Example 3: A site operations group wishes to globally deny all third-party scripts in the site, and a particular project team wishes to also disallow third-party media in their section of the site. Site operations sends the first header while the project team sends the second header, and the user-agent takes the combination of the two headers to form the complete interpreted policy:

Content-Security-Policy: default-src *; script-src 'self'
Content-Security-Policy: default-src *; script-src 'self'; media-src 'self'

Example 4: Online banking site wishes to ensure that all of the content in its pages is loaded over TLS to prevent attackers from eavesdropping on insecure content requests:

Content-Security-Policy: default-src https:

Sample Violation Report

This section contains an example violation report the user agent might sent to a server when the protected document violations a sample policy.
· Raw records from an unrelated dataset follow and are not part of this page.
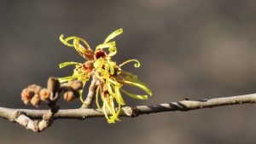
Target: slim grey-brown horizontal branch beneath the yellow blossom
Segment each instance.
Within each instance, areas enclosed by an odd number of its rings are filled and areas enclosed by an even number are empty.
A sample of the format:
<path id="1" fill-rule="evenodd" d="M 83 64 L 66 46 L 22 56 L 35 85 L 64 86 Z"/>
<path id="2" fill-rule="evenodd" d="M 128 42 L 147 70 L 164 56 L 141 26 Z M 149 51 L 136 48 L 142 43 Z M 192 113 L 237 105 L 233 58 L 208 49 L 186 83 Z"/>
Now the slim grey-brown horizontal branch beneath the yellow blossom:
<path id="1" fill-rule="evenodd" d="M 178 101 L 178 102 L 164 103 L 164 104 L 153 105 L 153 106 L 122 107 L 120 116 L 134 118 L 142 114 L 150 114 L 150 113 L 157 113 L 157 112 L 176 112 L 176 111 L 187 112 L 187 111 L 197 110 L 201 108 L 230 106 L 230 105 L 245 104 L 245 103 L 249 103 L 249 104 L 256 103 L 256 94 L 238 95 L 238 96 L 221 97 L 221 98 L 213 98 L 213 99 L 203 99 L 199 101 Z M 38 132 L 42 130 L 37 130 L 38 128 L 33 126 L 35 124 L 37 125 L 37 122 L 33 121 L 32 119 L 41 119 L 41 118 L 44 119 L 44 115 L 47 112 L 48 112 L 47 110 L 14 109 L 14 108 L 0 107 L 1 118 L 9 119 L 9 121 L 21 124 L 23 126 L 26 125 L 26 129 L 31 129 Z M 93 109 L 93 108 L 66 109 L 66 110 L 59 110 L 54 115 L 52 115 L 52 118 L 54 119 L 58 119 L 58 118 L 85 119 L 85 118 L 97 118 L 97 117 L 104 117 L 104 113 L 102 112 L 101 109 Z M 21 121 L 20 119 L 23 119 L 23 120 Z"/>

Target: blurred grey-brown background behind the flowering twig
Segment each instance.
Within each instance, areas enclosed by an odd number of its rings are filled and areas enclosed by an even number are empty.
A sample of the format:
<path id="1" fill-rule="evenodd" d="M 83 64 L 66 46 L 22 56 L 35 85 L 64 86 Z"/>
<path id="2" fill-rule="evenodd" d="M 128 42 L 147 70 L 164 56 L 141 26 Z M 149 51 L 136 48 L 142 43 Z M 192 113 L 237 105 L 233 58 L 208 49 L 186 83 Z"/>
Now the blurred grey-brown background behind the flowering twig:
<path id="1" fill-rule="evenodd" d="M 255 14 L 253 0 L 0 0 L 0 106 L 33 108 L 20 101 L 21 89 L 70 75 L 72 68 L 58 68 L 63 61 L 83 61 L 60 43 L 61 34 L 95 47 L 120 27 L 114 59 L 140 60 L 139 69 L 125 69 L 154 92 L 148 101 L 125 97 L 131 106 L 254 93 Z M 79 106 L 61 101 L 63 108 Z M 1 119 L 0 143 L 255 143 L 255 109 L 162 112 L 116 124 L 57 120 L 39 134 Z"/>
In the following example, a document from http://example.org/page.html was rendered with the following CSP policy:

default-src 'self'; report-uri http://example.org/csp-report.cgi

The document loaded an image from http://evil.example.com/image.png, violating the policy.

{
  "csp-report": {
    "request": "GET http://example.org/page.html HTTP/1.1",
    "request-headers": "Host: example.org
                        User-Agent: Mozilla/5.0 (Macintosh; Intel Mac OS X 10.6; rv:2.0b12pre) Gecko/20110222 Firefox/4.0b12pre
                        Accept: text/html,application/xhtml+xml,application/xml;q=0.9,*/*;q=0.8
                        Accept-Language: en-us,en;q=0.5
                        Accept-Encoding: gzip, deflate
                        Accept-Charset: ISO-8859-1,utf-8;q=0.7,*;q=0.7
                        Keep-Alive: 115
                        Proxy-Connection: keep-alive
                        Cache-Control: max-age=0",
    "blocked-uri": "http://evil.example.com/image.png",
    "violated-directive": "default-src http://example.org"
  }
}

In the above sample report the violated-directive field was sent in the way it was interpreted by the user-agent. The directive was made explicit by replacing the keyword 'self' with the explicit host name of the protected resource. This is recommended behavior for user-agents as it reduces ambiguity, making policy violations easier to trace by server admins.

Should we add this as a requirement when preparing reports?